A primera vista, los argumentos del moribundo lucen convincentes, dignos de ser considerados e, incluso, adoptados, sin embargo, leído detenidamente, en el diálogo son evidentes algunas contrariedades. El discurso del moribundo inicia con una contundencia escéptica que es casi nihilista, pero a medida que avanza muta a una exposición casi evangélica en el que la felicidad y el buen corazón son la meta de la vida humana. ¿Qué no era la satisfacción de los sentidos con que nos dotó la naturaleza? ¿Y que no había dicho, además, que él odiaba al sacerdote? Además, durante su diatriba en contra de la fe, termina reconociendo que tiene un alma y que el hombre está obligado a servir y respetar a su monarca y a su patria. ¿En dónde queda la razón entonces? ¿No fueron los ilustrados los primeros en levantarse en contra de la tiranía? El moribundo, al inicio, muestra las dotes de la creencia, pero termina ahogado en el fango de la credulidad.
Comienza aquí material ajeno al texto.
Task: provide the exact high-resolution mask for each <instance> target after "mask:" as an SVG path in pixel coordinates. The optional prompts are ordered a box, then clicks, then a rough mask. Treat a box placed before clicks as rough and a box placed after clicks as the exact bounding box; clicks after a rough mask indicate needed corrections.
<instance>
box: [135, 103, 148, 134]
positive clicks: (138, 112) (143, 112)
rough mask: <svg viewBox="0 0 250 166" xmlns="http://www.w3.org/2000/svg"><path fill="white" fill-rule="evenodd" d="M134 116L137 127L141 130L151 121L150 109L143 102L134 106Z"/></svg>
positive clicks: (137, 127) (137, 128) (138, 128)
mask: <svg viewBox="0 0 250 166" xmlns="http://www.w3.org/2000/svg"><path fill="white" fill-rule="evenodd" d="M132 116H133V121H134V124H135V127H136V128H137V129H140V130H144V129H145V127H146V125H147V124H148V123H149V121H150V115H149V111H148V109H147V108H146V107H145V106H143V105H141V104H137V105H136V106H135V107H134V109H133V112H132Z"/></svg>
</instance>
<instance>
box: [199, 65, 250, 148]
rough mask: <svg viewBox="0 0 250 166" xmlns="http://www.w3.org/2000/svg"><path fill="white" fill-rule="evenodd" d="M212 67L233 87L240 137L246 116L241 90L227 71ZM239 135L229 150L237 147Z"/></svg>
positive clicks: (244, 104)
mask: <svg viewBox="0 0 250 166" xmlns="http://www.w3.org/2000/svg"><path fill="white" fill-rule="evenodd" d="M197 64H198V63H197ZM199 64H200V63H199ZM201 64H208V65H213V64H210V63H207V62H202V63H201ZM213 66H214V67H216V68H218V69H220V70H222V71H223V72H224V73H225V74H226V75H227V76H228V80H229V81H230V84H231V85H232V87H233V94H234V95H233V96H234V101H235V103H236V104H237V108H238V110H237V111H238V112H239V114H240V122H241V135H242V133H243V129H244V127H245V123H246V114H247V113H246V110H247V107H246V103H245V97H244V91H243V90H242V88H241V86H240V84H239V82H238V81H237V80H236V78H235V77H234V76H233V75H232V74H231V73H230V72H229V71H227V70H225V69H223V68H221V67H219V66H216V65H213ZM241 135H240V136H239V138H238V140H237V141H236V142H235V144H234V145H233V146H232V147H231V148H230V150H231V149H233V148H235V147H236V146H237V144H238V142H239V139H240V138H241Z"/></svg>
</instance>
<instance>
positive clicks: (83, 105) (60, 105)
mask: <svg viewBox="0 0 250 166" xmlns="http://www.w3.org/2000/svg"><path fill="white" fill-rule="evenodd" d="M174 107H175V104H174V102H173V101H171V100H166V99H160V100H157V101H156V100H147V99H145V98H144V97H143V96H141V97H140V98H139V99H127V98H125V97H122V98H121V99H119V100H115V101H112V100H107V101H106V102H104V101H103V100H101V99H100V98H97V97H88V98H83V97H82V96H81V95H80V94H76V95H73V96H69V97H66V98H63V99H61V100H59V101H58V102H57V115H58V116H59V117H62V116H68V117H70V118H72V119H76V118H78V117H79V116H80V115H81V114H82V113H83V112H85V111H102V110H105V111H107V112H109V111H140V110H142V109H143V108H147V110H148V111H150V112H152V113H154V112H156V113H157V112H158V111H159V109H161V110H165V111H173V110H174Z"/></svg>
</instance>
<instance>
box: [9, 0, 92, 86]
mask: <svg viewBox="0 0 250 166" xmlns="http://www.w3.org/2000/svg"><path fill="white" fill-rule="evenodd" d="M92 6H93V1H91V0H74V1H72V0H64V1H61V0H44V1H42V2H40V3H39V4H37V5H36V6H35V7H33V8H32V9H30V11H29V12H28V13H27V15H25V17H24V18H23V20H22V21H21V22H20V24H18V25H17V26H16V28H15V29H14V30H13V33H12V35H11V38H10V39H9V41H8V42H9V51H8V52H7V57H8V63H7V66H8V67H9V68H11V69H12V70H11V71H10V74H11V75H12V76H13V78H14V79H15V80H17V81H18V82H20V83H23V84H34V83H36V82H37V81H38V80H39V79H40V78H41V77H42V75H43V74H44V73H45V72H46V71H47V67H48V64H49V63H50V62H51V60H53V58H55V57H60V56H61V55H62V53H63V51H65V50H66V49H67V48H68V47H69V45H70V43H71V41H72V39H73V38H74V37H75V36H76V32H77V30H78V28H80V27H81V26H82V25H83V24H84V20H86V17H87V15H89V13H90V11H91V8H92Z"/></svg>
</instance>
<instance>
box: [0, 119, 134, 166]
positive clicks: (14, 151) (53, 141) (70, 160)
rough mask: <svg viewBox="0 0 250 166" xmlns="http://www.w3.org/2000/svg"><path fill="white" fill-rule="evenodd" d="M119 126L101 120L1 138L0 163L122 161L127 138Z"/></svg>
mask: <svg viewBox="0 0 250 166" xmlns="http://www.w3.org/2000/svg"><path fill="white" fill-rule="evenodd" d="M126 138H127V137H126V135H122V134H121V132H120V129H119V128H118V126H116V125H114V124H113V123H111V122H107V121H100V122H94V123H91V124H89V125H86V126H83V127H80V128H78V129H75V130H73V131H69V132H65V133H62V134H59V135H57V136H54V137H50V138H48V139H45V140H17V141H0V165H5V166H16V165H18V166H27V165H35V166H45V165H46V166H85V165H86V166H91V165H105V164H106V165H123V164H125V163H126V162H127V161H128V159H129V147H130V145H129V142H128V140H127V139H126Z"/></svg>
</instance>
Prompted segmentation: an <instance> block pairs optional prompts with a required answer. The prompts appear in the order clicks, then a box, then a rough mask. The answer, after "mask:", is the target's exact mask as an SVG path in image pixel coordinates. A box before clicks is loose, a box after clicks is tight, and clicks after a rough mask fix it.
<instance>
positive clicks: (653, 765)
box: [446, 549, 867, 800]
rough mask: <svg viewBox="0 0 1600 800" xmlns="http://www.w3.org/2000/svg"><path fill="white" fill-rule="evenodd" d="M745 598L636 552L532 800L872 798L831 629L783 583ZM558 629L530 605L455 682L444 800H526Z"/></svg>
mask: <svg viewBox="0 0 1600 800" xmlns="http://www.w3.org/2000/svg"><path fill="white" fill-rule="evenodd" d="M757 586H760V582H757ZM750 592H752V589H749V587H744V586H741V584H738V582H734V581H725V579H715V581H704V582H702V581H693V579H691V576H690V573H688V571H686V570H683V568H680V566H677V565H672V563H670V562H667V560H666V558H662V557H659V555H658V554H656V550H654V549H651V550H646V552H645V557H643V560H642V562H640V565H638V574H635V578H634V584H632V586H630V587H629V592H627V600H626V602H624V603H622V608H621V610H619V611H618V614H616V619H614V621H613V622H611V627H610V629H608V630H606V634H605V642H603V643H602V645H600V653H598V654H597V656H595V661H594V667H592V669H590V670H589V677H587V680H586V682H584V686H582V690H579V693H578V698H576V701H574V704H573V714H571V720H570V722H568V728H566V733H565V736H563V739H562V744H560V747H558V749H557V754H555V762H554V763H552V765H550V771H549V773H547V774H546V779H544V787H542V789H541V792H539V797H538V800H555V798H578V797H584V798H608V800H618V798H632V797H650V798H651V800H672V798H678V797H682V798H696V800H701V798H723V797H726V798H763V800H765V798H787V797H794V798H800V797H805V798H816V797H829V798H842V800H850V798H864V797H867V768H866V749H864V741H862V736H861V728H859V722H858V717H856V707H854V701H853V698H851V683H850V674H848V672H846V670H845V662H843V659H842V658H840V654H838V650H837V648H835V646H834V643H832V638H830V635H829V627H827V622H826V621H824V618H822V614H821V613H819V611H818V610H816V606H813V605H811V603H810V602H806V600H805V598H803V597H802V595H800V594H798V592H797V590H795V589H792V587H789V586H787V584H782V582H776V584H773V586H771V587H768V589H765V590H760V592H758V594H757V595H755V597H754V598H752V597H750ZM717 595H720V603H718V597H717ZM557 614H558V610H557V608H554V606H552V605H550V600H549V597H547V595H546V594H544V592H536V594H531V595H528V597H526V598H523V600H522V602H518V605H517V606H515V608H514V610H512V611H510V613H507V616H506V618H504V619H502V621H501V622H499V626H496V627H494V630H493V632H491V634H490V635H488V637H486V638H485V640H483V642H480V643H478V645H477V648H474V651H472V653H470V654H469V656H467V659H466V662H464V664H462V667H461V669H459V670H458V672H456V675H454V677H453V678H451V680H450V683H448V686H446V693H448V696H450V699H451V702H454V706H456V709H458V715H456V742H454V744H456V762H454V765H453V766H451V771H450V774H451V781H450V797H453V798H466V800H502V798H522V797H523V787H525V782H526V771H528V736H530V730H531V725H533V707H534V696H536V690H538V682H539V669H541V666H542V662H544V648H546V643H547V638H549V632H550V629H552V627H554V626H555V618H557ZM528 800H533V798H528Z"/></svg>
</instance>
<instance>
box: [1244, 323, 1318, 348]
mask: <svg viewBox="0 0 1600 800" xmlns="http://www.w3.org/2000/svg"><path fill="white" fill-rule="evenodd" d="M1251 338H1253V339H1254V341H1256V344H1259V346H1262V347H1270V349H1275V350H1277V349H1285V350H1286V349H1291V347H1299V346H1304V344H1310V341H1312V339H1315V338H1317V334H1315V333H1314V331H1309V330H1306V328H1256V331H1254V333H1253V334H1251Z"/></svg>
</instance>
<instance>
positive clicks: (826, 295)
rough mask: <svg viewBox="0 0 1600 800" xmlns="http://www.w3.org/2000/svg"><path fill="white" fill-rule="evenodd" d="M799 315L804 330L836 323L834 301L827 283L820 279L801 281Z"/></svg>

Una pertinente pregunta se hace a la mitad del diálogo «¿No es más ciego el que pone una venda sobre sus ojos, que aquél que se la quita?». ¿En estos días en los que los ignorantes tienen derecho a la palabra, qué estamos haciendo con nuestra venda? Todos nos entregamos a las tinieblas de la ignorancia, pero no son las mismas las de la creencia que las de la credulidad. ¿Existe Dios, la trascendencia después de la muerte, la supremacía de la naturaleza? Poco importa si somos crédulos, pero mucho dice si somos creyentes, ¿en la fe o en la ciencia?, dependerá de si hemos elegido ser sacerdotes o moribundos; sin embargo ninguno es mejor o peor que el otro, sino caras opuestas de una misma moneda y que aún se mantiene en el aire.